FOUR: Get rid of unsupervised written tasks. Replace them with supervised written tasks or unsupervised non-written tasks that are harder to game.
A) Supervised written tasks in class
Instead of setting written tasks for homework, set them in class instead. This definitely solves the cheating problem, but it does mean losing a lot of class time.
B) Supervised written tasks to be completed in after school “prep” clubs
To solve the problem of losing precious learning time, have supervised after school homework or prep clubs where students complete extended writing tasks. A lot of boarding schools run prep sessions like this as standard. Perhaps it’s something that day schools need to think about. The problem is that this is also resource-intensive and not every student will be able to attend.
C) Unsupervised tasks on timed online apps
Keep setting unsupervised tasks, but not writing tasks. There are short activities on online apps which can be timed and are therefore much harder to cheat at.
D) Unsupervised non-written tasks - revision for in-class tests
If the homework task is to revise or prep for an in-class test, that reduces the incentives to use LLMs - but this also means using class time for written assessments.
What about A-levels / university assessments?
You’ll have noticed that all my solutions above basically involve getting rid of unsupervised writing assessments. You might be thinking, well maybe that can work at school, but what about A-level or university? Lengthy unsupervised writing assessments are a vital part of those courses and not one that can be so easily replaced by shorter supervised assessments.
I agree. Solving this problem for A-level and university assessment is going to be a lot harder. But I still think it is a problem that has to be solved, and it would be interesting to see some proposals from universities who are taking the threat seriously.
Which schools are coping the best?
In the UK, state schools can only sign up for certain regulated qualifications which have quite a limited amount of coursework. Independent schools have a wider choice, and many of them have chosen qualifications with a much larger element of coursework or non-examined assessment.

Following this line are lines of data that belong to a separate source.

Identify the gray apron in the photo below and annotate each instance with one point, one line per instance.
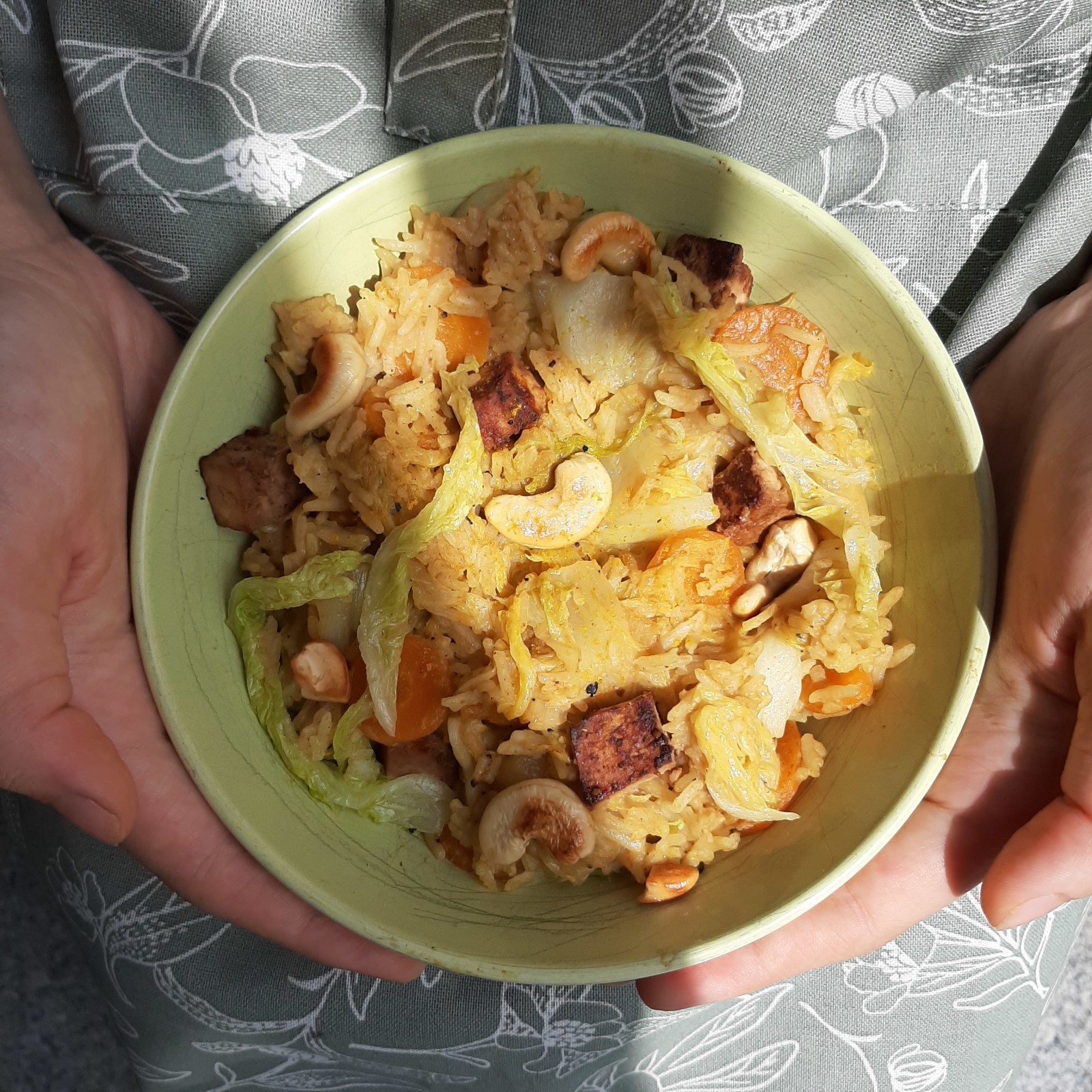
(174, 138)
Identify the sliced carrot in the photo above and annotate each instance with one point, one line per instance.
(460, 855)
(838, 693)
(790, 756)
(682, 558)
(781, 364)
(373, 403)
(463, 336)
(424, 682)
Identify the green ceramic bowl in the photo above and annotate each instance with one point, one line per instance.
(384, 882)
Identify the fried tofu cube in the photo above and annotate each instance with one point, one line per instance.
(249, 482)
(431, 755)
(718, 265)
(508, 399)
(618, 746)
(751, 496)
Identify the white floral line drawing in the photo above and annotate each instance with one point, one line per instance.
(913, 1069)
(853, 1042)
(697, 1063)
(294, 1052)
(775, 27)
(862, 105)
(149, 926)
(673, 48)
(259, 156)
(983, 966)
(20, 14)
(1024, 87)
(969, 18)
(470, 38)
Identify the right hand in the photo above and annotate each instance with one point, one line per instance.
(83, 360)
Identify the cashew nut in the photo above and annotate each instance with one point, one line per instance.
(667, 882)
(786, 549)
(542, 809)
(573, 509)
(340, 369)
(321, 672)
(613, 240)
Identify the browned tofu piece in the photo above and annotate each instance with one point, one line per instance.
(431, 755)
(718, 265)
(249, 482)
(508, 399)
(751, 496)
(618, 746)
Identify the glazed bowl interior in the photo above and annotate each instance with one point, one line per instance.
(382, 882)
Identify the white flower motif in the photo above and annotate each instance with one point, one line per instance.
(913, 1069)
(866, 100)
(270, 167)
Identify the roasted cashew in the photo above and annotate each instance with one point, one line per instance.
(321, 672)
(617, 242)
(573, 509)
(786, 549)
(340, 369)
(542, 809)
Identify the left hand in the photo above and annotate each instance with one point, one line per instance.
(1013, 807)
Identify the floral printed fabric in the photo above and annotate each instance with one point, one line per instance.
(949, 134)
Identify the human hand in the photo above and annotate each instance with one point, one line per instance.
(1013, 806)
(83, 360)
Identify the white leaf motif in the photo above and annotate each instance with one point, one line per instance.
(1042, 85)
(775, 27)
(125, 255)
(966, 18)
(270, 167)
(749, 1074)
(913, 1069)
(201, 1010)
(19, 12)
(706, 90)
(463, 41)
(149, 1073)
(604, 104)
(866, 100)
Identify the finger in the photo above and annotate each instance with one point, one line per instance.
(51, 749)
(182, 840)
(1048, 862)
(1046, 865)
(943, 851)
(860, 917)
(196, 855)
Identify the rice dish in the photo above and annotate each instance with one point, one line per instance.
(560, 544)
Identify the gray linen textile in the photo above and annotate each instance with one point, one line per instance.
(949, 134)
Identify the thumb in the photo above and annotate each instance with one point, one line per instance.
(51, 749)
(1048, 861)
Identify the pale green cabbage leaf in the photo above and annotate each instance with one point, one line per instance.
(418, 801)
(824, 487)
(385, 613)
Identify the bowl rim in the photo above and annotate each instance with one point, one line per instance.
(263, 850)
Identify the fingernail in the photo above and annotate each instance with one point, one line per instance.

The nature of the final exam often determines the shape and structure of the curriculum in previous years. That isn’t always a good thing, and there’s a huge list of ways in which exam pressures contribute to poorer education outcomes. These are often referred to as ‘negative washback’ in the literature.
However, it is probably only fair to point out that there are also examples of positive washback, and this may well be one of them. I can see the difference with the subject I know best, English Language. LLMs are less of an issue for state schools, because they are already in the habit of doing lots of timed supervised writing tasks to prepare for exams. Even the writing tasks they set for homework are less at risk, because students know there is nothing to be gained by cheating at them if the final exam is going to be supervised.
By contrast, independent schools spend a lot of time teaching and preparing for coursework tasks, and if the coursework task contributes 40% to a high stakes qualification then there really is an incentive to cheat. It’ll be interesting to see how this one plays out. Will students at independent schools get less experience of practising independent writing?
Yes, the Viva or oral assessment will be resource intensive, but it is scalable if we transfer the amount of time dedicated to marking written pieces to the oral assessment. I discuss this here: https://paulgmoss.com/2023/09/26/doing-less-to-do-more/
Can you clarify? There seems to be a typo. Is it "not in the work itself but in the understanding it represents"? Or perhaps "not in the work itself but in understanding what it represents"?